La razón que dan es la misma que le dio en su momento el Mahatma Gandhi a los occidentales que se fueron a India a apoyar su lucha: que las impresiones que se reciben en la niñez son las que echan raíces profundas en la naturaleza humana y por lo tanto son muy difíciles de erradicar o de cambiar. Es decir, lo que determina nuestra forma de vernos y vivir es la cultura a la que pertenecemos: el lugar y el momento en que nacimos. El sicoanalista francés Jacques Lacan dijo que “la primera identificación del sujeto con su imagen en el espejo implica que las demás identificaciones parciales no tendrán el mismo estatus simbólico, porque ésta proporciona cierto sentido de realidad y en el dominio imaginario se halla también un estadio previo a los ordenamientos sociales”.

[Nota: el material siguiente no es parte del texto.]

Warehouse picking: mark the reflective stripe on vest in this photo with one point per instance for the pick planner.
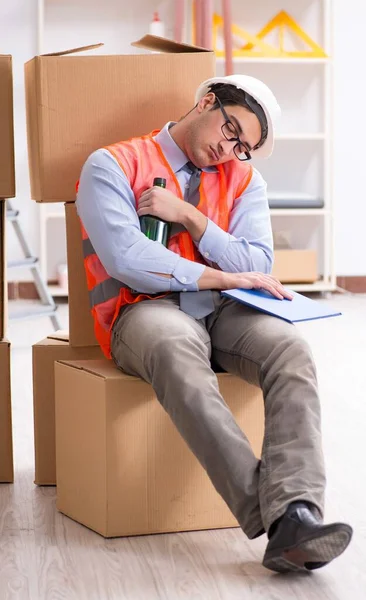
(105, 291)
(88, 248)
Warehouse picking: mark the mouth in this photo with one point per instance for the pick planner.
(214, 154)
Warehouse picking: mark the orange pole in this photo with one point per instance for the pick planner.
(198, 28)
(207, 16)
(228, 37)
(179, 20)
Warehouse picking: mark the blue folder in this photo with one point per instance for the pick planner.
(300, 308)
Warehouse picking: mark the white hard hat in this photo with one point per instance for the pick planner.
(261, 93)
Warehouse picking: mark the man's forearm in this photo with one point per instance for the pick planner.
(211, 279)
(195, 222)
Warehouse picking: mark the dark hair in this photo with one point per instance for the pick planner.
(231, 95)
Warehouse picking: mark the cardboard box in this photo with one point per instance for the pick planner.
(113, 98)
(122, 467)
(81, 323)
(6, 439)
(45, 354)
(7, 171)
(295, 266)
(3, 282)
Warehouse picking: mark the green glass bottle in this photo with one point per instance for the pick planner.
(154, 228)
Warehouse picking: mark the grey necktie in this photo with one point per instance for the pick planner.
(197, 304)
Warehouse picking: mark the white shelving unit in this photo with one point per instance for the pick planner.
(298, 150)
(301, 166)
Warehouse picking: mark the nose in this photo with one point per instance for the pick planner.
(226, 147)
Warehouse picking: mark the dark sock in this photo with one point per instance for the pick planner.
(291, 507)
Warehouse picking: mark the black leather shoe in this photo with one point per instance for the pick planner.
(301, 542)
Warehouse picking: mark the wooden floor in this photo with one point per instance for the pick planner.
(46, 556)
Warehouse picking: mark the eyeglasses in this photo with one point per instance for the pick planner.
(230, 133)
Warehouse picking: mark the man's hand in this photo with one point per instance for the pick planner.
(257, 281)
(162, 203)
(213, 279)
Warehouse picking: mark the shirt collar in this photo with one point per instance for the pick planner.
(174, 155)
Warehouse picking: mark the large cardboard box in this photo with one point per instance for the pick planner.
(81, 323)
(7, 171)
(122, 467)
(3, 283)
(295, 266)
(45, 354)
(76, 104)
(6, 440)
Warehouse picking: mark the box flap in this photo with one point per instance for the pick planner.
(101, 368)
(61, 334)
(156, 43)
(75, 50)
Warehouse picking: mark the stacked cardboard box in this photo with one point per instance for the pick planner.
(7, 190)
(114, 471)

Esa identificación primigenia hace que el sujeto posea una visión de la realidad diferente e incluso, hoy se considera que el cerebro elabora herramientas distintas que dan lugar a procesos mentales y a lógicas diferentes, de modo que quien no nació indio o mujer o negro, o quien no es víctima o enfermo; nunca podrán ver la vida como tales, y entenderla como tales. Y, sin embargo, otras teorías en cambio sostienen que sí es posible conocer al “otro” y todavía más, entenderlo y meterse en su piel, e incluso hasta representarlo. Hay muchos ejemplos en los que se demuestra que alguien que no es mujer, indio, negro, campesino, musulmán, drogadicto, delincuente, migrante, enfermo, homosexual, viejo o gordo puede entender muy bien a quienes lo son. Mejor a veces, porque así lo desea y eso le interesa, que a sus iguales.

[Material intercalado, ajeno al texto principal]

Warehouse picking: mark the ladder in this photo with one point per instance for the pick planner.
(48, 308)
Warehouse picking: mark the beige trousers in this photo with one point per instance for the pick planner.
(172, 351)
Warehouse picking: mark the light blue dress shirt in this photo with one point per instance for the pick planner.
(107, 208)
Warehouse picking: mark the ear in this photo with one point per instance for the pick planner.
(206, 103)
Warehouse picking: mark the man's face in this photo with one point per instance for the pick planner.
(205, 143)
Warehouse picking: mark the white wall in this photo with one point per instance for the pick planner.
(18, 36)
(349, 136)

Pero además, en el mundo occidental está de moda decir que queremos y podemos aceptar la diversidad, que no nos gustan los estereotipos ni aceptamos los esencialismos y que estamos abiertos a nuevas maneras de entender y de vivir la vida, más fluidas y menos encasilladas. Por eso, aunque no sé cuál de las dos teorías es la correcta, sí sé que no me gusta lo que está pasando, de invertir los patrones que criticamos, en lugar de romperlos.

Tanta lucha y tanto discurso no puede y no debe terminar en hacer lo mismo pero al revés y decir que sólo las mujeres entienden y representan a las mujeres, los negros a los negros, los indios a los indios. Y lo digo hoy, cuando recién celebramos el Día Internacional de la Mujer, porque si algo nos enseñó precisamente el feminismo es, parafraseando a la economista Joan Robinson, que “su propósito no es adquirir una serie de respuestas ya establecidas para ciertos asuntos, sino evitar que esas respuestas nos engañen”.